You can see the difference in the 'attributes.ids' array.

On thing though that I observed is that 'expect_referenced_by_id' will contain the actual key used for the ref AFAICT. So we could use that and not worry about checking if the 'attributes.ids[0]' array contains a string starting with 'id[0-9]'. If I set the explicit ref to 'idX' with X being a number, that then is also present in the 'expect_referenced_by_id' field.

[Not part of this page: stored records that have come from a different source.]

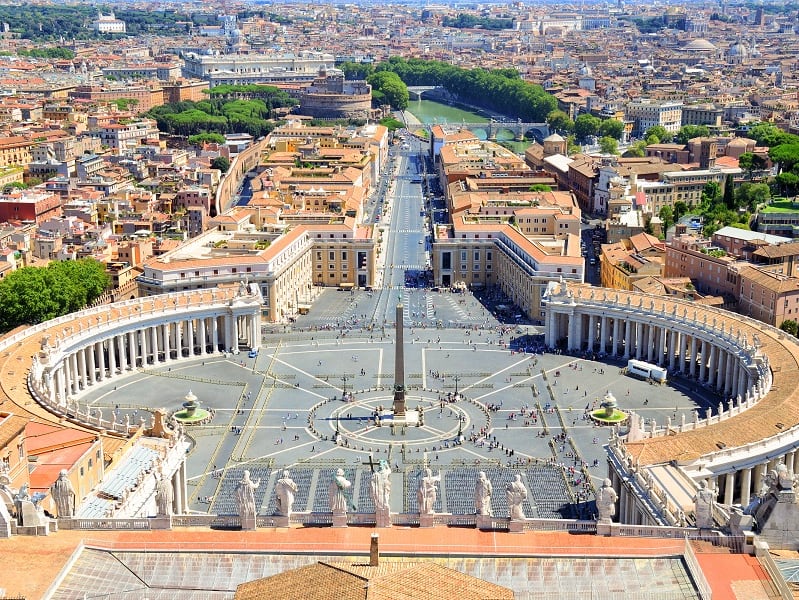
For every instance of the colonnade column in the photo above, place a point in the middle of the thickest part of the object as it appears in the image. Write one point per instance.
(627, 332)
(201, 335)
(112, 360)
(101, 360)
(639, 346)
(132, 350)
(190, 336)
(215, 334)
(703, 364)
(90, 352)
(84, 380)
(603, 334)
(746, 484)
(729, 488)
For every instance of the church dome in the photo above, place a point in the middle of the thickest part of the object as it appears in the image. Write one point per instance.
(699, 45)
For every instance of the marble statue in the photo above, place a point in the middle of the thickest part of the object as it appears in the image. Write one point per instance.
(245, 496)
(482, 495)
(516, 493)
(64, 495)
(285, 488)
(704, 501)
(380, 489)
(606, 498)
(337, 492)
(427, 492)
(163, 496)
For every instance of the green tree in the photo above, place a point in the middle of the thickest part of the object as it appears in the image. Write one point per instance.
(34, 294)
(659, 133)
(611, 128)
(680, 210)
(787, 155)
(222, 163)
(666, 215)
(353, 70)
(636, 150)
(391, 123)
(560, 122)
(751, 162)
(389, 88)
(729, 192)
(206, 138)
(790, 327)
(768, 134)
(586, 125)
(788, 183)
(608, 145)
(752, 195)
(689, 132)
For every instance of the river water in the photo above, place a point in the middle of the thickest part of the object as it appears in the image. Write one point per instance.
(429, 112)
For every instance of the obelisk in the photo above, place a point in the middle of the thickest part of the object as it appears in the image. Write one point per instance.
(399, 368)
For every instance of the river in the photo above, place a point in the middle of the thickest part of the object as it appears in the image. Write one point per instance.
(429, 112)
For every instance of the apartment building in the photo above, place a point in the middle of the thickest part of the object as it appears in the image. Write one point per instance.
(480, 255)
(647, 112)
(708, 266)
(287, 267)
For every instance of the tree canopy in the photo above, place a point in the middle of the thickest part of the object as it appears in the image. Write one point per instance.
(34, 294)
(388, 88)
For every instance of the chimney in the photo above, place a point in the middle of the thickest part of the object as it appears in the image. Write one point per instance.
(374, 553)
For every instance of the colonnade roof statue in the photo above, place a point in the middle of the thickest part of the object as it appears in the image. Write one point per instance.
(772, 354)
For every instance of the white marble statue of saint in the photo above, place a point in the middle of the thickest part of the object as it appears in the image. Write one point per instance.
(64, 495)
(606, 498)
(482, 495)
(337, 492)
(285, 489)
(427, 493)
(245, 496)
(516, 494)
(380, 488)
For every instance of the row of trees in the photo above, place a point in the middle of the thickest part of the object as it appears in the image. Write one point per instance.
(53, 22)
(466, 21)
(34, 294)
(221, 115)
(499, 90)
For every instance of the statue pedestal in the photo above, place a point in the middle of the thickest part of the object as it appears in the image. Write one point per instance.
(516, 526)
(161, 522)
(603, 527)
(383, 519)
(339, 519)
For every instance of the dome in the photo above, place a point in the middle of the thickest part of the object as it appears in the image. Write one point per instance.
(554, 138)
(699, 45)
(737, 49)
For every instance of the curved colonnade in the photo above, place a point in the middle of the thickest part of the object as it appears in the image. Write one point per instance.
(75, 353)
(751, 366)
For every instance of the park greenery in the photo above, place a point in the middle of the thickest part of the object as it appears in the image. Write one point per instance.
(466, 21)
(225, 112)
(499, 90)
(31, 295)
(57, 22)
(388, 88)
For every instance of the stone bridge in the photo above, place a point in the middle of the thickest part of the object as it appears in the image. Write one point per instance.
(415, 92)
(519, 129)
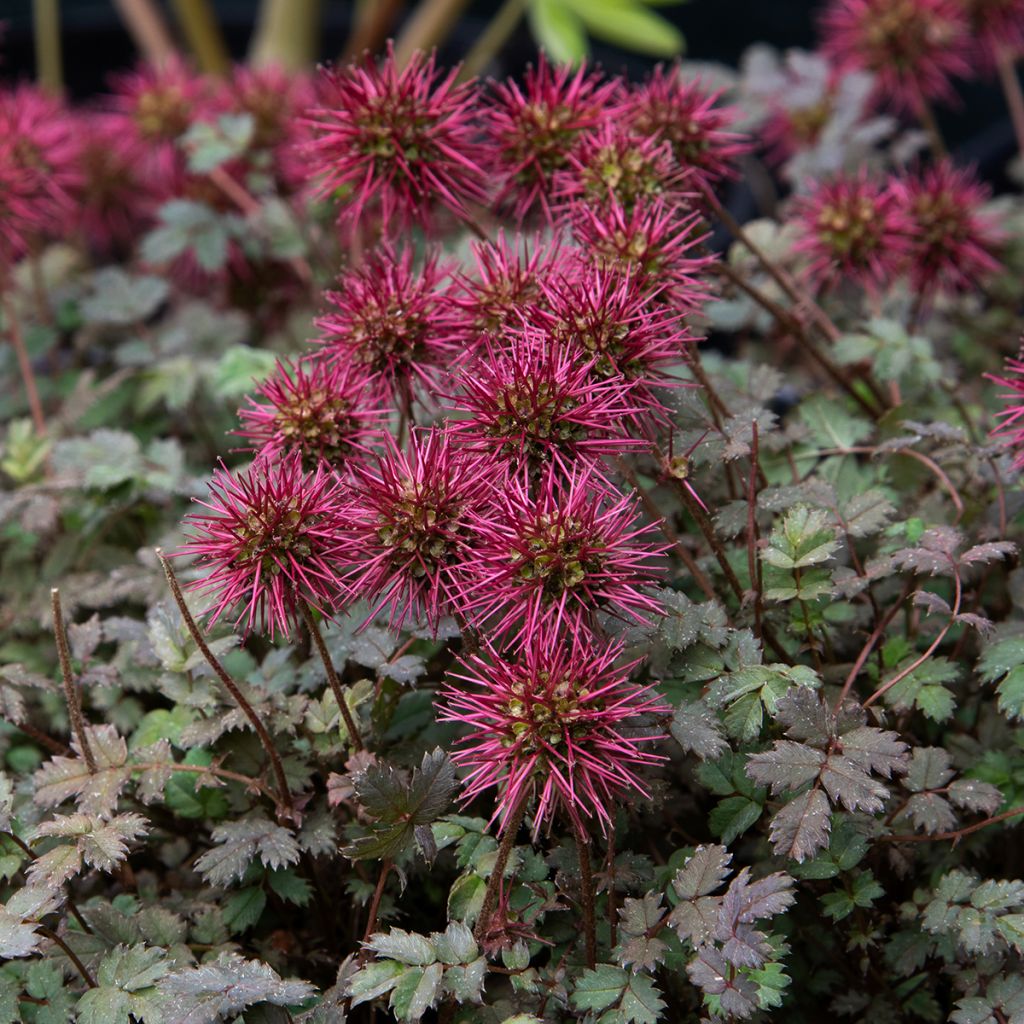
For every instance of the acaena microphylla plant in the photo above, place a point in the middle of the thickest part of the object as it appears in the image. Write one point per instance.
(268, 539)
(326, 411)
(409, 525)
(557, 552)
(561, 725)
(398, 144)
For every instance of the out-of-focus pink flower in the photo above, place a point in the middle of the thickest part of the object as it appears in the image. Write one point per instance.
(852, 229)
(409, 525)
(549, 726)
(531, 129)
(398, 143)
(534, 402)
(553, 553)
(395, 321)
(691, 120)
(268, 539)
(324, 411)
(1011, 420)
(951, 240)
(40, 175)
(913, 47)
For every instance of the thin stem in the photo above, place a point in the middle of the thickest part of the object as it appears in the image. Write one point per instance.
(284, 794)
(494, 37)
(332, 675)
(24, 363)
(68, 680)
(46, 28)
(587, 897)
(505, 847)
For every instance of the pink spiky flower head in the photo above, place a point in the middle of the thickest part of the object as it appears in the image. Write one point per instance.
(560, 724)
(410, 525)
(913, 47)
(951, 240)
(552, 554)
(692, 121)
(325, 411)
(269, 538)
(535, 402)
(39, 172)
(1011, 428)
(393, 320)
(852, 229)
(397, 142)
(531, 129)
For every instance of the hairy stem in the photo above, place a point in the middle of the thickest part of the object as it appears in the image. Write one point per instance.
(332, 675)
(68, 681)
(284, 794)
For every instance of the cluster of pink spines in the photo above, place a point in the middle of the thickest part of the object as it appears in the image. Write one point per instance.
(1011, 426)
(324, 411)
(692, 121)
(409, 529)
(549, 726)
(951, 241)
(620, 326)
(393, 320)
(913, 47)
(508, 279)
(269, 538)
(400, 143)
(532, 401)
(39, 167)
(530, 130)
(614, 166)
(653, 245)
(553, 553)
(852, 229)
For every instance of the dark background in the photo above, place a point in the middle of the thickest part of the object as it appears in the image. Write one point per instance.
(95, 43)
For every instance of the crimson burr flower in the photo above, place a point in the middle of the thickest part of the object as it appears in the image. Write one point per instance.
(852, 229)
(268, 539)
(951, 240)
(551, 726)
(691, 121)
(400, 142)
(912, 47)
(323, 411)
(39, 172)
(650, 245)
(531, 129)
(393, 320)
(410, 523)
(535, 402)
(552, 553)
(1011, 428)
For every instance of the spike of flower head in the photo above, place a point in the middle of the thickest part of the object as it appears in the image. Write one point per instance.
(560, 725)
(39, 172)
(1010, 429)
(913, 47)
(553, 553)
(852, 229)
(409, 527)
(650, 245)
(397, 142)
(268, 538)
(691, 120)
(951, 239)
(393, 320)
(530, 130)
(534, 402)
(322, 410)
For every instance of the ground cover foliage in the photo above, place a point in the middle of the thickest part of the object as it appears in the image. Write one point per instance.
(441, 583)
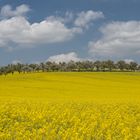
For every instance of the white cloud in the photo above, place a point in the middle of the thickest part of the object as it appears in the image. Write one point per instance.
(128, 61)
(119, 40)
(19, 31)
(72, 56)
(16, 62)
(7, 11)
(84, 18)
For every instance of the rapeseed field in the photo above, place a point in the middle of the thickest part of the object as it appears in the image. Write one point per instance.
(70, 106)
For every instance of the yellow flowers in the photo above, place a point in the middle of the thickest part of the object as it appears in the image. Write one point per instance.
(70, 106)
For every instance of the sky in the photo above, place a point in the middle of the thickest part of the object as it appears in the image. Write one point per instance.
(50, 30)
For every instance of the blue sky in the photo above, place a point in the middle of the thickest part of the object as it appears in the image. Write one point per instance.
(34, 31)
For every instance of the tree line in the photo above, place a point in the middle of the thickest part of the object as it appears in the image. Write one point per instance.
(81, 66)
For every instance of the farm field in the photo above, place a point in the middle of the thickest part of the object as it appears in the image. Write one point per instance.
(70, 106)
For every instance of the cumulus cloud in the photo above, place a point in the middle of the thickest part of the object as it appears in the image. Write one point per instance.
(16, 62)
(7, 11)
(84, 18)
(72, 56)
(119, 40)
(19, 31)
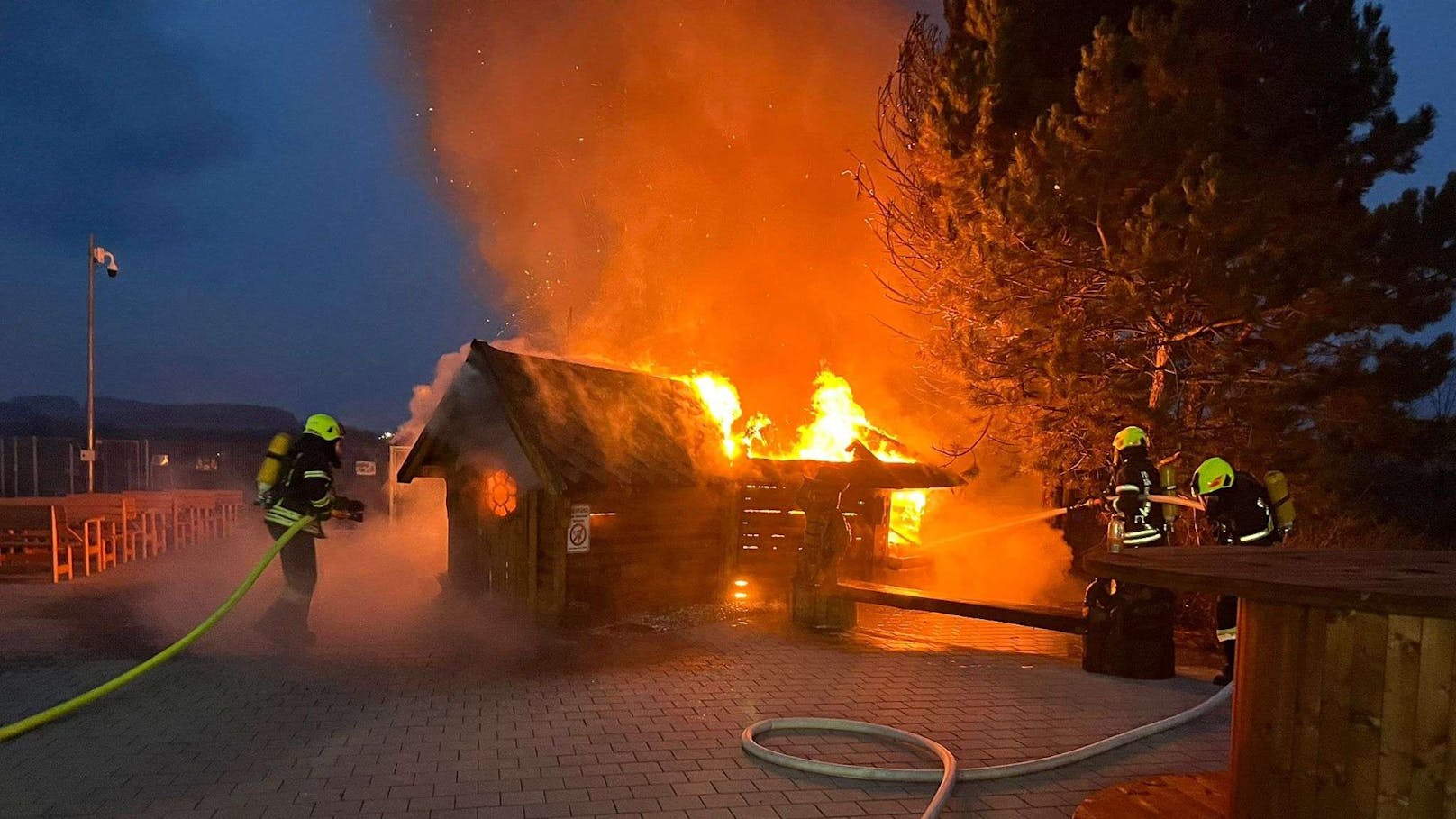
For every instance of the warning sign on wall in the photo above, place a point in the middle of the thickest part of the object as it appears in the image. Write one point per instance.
(578, 532)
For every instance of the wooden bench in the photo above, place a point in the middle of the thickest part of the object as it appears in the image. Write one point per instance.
(153, 514)
(1065, 620)
(231, 505)
(111, 521)
(33, 537)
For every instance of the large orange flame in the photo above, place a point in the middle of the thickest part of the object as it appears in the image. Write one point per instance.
(838, 423)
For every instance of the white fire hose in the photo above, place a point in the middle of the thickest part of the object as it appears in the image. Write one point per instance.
(950, 773)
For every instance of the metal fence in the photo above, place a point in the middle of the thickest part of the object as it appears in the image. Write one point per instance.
(51, 467)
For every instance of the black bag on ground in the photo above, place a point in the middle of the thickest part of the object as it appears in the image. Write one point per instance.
(1130, 630)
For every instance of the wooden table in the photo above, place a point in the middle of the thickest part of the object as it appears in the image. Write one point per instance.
(1342, 701)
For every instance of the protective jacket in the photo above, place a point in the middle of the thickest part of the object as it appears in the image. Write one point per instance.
(306, 486)
(1133, 479)
(1242, 514)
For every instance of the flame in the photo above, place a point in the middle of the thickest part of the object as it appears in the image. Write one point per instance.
(905, 514)
(720, 396)
(838, 423)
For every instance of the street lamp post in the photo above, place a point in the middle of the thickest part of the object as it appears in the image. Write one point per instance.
(95, 255)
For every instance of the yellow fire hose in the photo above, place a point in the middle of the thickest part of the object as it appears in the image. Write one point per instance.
(57, 712)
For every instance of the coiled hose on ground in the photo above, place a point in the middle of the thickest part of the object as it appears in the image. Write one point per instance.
(57, 712)
(950, 771)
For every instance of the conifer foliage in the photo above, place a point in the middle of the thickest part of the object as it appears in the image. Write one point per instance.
(1120, 212)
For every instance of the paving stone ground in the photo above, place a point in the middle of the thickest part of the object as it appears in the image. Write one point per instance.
(447, 712)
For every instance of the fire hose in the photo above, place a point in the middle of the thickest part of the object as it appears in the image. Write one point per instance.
(57, 712)
(950, 771)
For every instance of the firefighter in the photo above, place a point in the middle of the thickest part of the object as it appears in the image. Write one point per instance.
(306, 488)
(1241, 514)
(1130, 627)
(1134, 477)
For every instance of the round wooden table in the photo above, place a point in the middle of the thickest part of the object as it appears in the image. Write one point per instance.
(1342, 701)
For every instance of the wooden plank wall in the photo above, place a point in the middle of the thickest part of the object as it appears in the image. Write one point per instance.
(1342, 713)
(770, 531)
(650, 551)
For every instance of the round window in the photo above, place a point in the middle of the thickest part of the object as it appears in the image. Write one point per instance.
(501, 493)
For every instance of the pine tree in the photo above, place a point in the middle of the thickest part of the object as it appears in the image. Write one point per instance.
(1115, 213)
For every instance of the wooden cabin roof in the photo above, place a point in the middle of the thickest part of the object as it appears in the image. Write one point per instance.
(586, 427)
(581, 426)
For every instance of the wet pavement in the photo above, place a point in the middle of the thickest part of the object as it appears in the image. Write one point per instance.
(415, 707)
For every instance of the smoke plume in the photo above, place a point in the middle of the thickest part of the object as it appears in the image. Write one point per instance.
(667, 181)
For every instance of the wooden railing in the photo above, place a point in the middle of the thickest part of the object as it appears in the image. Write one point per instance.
(105, 529)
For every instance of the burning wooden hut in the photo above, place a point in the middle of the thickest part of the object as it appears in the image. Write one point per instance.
(583, 487)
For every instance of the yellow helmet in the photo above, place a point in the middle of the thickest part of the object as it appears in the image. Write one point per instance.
(1212, 476)
(323, 426)
(1130, 436)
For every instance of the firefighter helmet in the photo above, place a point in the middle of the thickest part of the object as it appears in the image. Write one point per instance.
(1212, 476)
(1130, 436)
(323, 426)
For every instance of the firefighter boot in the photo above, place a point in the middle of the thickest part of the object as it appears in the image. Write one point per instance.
(1226, 675)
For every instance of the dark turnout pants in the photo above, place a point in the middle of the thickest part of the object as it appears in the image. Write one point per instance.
(300, 575)
(1226, 621)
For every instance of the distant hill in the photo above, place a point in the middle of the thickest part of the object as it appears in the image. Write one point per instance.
(64, 415)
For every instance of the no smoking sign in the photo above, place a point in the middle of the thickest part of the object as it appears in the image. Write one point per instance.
(578, 531)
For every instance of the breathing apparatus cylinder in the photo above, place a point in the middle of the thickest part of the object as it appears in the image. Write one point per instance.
(273, 465)
(1168, 474)
(1115, 533)
(1278, 487)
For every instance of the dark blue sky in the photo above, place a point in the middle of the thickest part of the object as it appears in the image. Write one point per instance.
(264, 188)
(264, 184)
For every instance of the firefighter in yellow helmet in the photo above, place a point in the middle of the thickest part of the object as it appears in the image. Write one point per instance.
(305, 488)
(1130, 627)
(1134, 477)
(1238, 509)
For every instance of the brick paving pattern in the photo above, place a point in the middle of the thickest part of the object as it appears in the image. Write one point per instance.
(602, 723)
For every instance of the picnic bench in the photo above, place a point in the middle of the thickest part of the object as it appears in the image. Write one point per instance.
(1342, 679)
(35, 537)
(153, 514)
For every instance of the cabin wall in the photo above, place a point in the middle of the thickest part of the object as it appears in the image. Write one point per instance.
(650, 551)
(770, 532)
(489, 552)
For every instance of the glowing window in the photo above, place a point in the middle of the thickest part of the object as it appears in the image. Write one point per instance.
(501, 493)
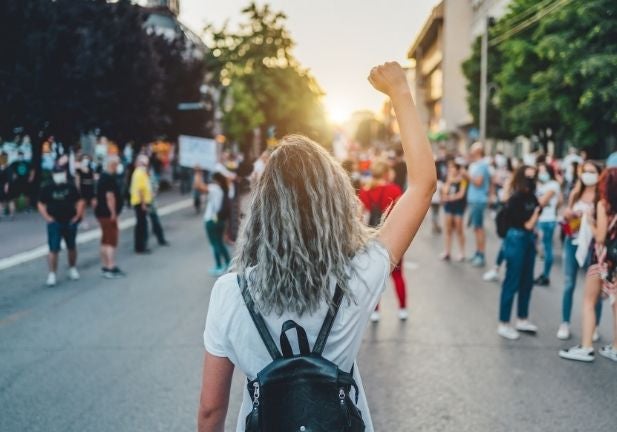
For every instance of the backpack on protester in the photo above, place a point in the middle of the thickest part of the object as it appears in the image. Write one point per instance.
(375, 213)
(300, 392)
(502, 221)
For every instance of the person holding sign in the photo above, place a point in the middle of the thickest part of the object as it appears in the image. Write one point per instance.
(216, 216)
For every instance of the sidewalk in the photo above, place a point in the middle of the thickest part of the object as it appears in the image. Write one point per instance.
(27, 230)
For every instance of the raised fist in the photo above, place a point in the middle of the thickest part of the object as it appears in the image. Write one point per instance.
(389, 79)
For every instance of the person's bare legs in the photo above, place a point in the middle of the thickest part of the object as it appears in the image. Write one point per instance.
(52, 260)
(460, 233)
(449, 222)
(593, 288)
(110, 253)
(480, 240)
(72, 253)
(104, 259)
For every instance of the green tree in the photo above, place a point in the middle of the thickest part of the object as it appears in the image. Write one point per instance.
(555, 77)
(264, 83)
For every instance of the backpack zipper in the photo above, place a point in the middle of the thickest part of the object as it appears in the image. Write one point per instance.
(255, 394)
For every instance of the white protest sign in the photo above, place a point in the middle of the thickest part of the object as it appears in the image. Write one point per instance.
(196, 151)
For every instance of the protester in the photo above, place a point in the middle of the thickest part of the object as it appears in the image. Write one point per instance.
(85, 180)
(157, 226)
(602, 274)
(62, 208)
(549, 196)
(378, 200)
(294, 253)
(216, 216)
(107, 210)
(502, 177)
(454, 197)
(141, 198)
(477, 198)
(20, 183)
(523, 211)
(582, 201)
(441, 166)
(4, 185)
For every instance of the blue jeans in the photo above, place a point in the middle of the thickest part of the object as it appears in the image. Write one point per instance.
(476, 215)
(57, 231)
(548, 232)
(215, 231)
(570, 270)
(520, 254)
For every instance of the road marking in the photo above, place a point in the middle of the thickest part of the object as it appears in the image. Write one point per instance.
(88, 236)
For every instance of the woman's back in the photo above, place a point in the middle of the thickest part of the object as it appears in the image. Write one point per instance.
(231, 333)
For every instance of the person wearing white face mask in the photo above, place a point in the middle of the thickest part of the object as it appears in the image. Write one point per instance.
(62, 208)
(549, 195)
(582, 200)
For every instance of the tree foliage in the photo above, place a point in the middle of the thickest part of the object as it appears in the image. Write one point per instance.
(265, 86)
(556, 78)
(73, 66)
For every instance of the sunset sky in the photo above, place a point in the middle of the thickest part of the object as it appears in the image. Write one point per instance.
(339, 40)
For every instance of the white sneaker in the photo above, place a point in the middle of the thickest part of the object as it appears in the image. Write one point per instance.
(578, 353)
(526, 326)
(609, 351)
(564, 331)
(508, 332)
(491, 276)
(73, 274)
(596, 335)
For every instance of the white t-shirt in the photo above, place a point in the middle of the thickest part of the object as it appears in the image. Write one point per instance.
(214, 202)
(549, 212)
(230, 332)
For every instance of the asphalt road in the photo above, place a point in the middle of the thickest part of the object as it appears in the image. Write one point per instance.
(125, 355)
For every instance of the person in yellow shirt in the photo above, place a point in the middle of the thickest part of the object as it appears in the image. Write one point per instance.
(141, 198)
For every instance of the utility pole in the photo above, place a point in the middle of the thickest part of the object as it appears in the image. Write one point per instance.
(484, 82)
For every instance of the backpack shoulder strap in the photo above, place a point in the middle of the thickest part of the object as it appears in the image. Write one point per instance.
(258, 320)
(322, 338)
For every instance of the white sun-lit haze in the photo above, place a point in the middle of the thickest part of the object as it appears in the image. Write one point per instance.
(339, 40)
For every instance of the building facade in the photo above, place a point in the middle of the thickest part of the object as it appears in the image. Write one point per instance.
(436, 56)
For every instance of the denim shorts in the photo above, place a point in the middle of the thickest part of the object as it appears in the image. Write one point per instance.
(56, 231)
(476, 215)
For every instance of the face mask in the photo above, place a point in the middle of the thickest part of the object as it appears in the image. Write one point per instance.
(59, 178)
(531, 184)
(589, 179)
(501, 161)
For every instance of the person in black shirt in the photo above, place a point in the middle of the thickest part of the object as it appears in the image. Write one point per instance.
(62, 208)
(523, 211)
(108, 207)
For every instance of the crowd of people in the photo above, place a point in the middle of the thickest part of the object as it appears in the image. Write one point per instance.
(536, 203)
(69, 184)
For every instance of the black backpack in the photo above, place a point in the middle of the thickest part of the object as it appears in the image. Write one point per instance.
(375, 213)
(303, 392)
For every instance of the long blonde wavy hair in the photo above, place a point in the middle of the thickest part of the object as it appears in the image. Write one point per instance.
(303, 228)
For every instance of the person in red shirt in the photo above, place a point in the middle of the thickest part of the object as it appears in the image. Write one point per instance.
(378, 199)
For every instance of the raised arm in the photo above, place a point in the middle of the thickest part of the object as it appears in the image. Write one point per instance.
(407, 215)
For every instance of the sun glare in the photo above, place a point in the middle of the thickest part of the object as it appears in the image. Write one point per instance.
(338, 111)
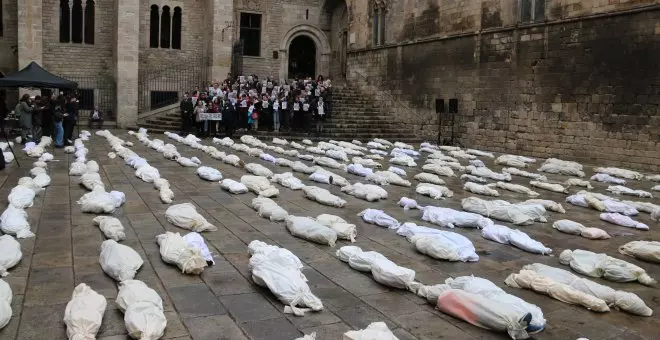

On an additional note: Right now we do not have any explicit references matching the headlines they are referencing because they are all prefixed or unique in another way. We could add a check here to fail if the explicit ref id matches the normalized headline and throw a warning / die with error to avoid any ambiguity in the refs in the future.

e.g. (pseudo code)
if (attributes['ids'][0] == expect_referenced_by_id:
     exit('reference is matching implicit headline ref, consider adding a prefix')

> 
>> +                    if re.match('^id[0-9]*$', node['ids'][1]):
> 
> should be a + not * op? we want to avoid clashes with real possible refs
> as much as possible..
> 
> What happens if I set now one to id1 and there would be already an id1?
> 
> I just really do not want to revisit this again, and loosing references
> is a no-go, the docs must work.

See above note, I think that addresses it.

> 
>> +                        labelid = node['ids'][0]
>> +                    else:
>> +                        labelid = node['ids'][1]
>> +
>>                       title = cast(nodes.title, node[0])
>>                       logger.info('traversing section {}'.format(title.astext()))
>>                       ref_name = getattr(title, 'rawsource', title.astext())
>>
>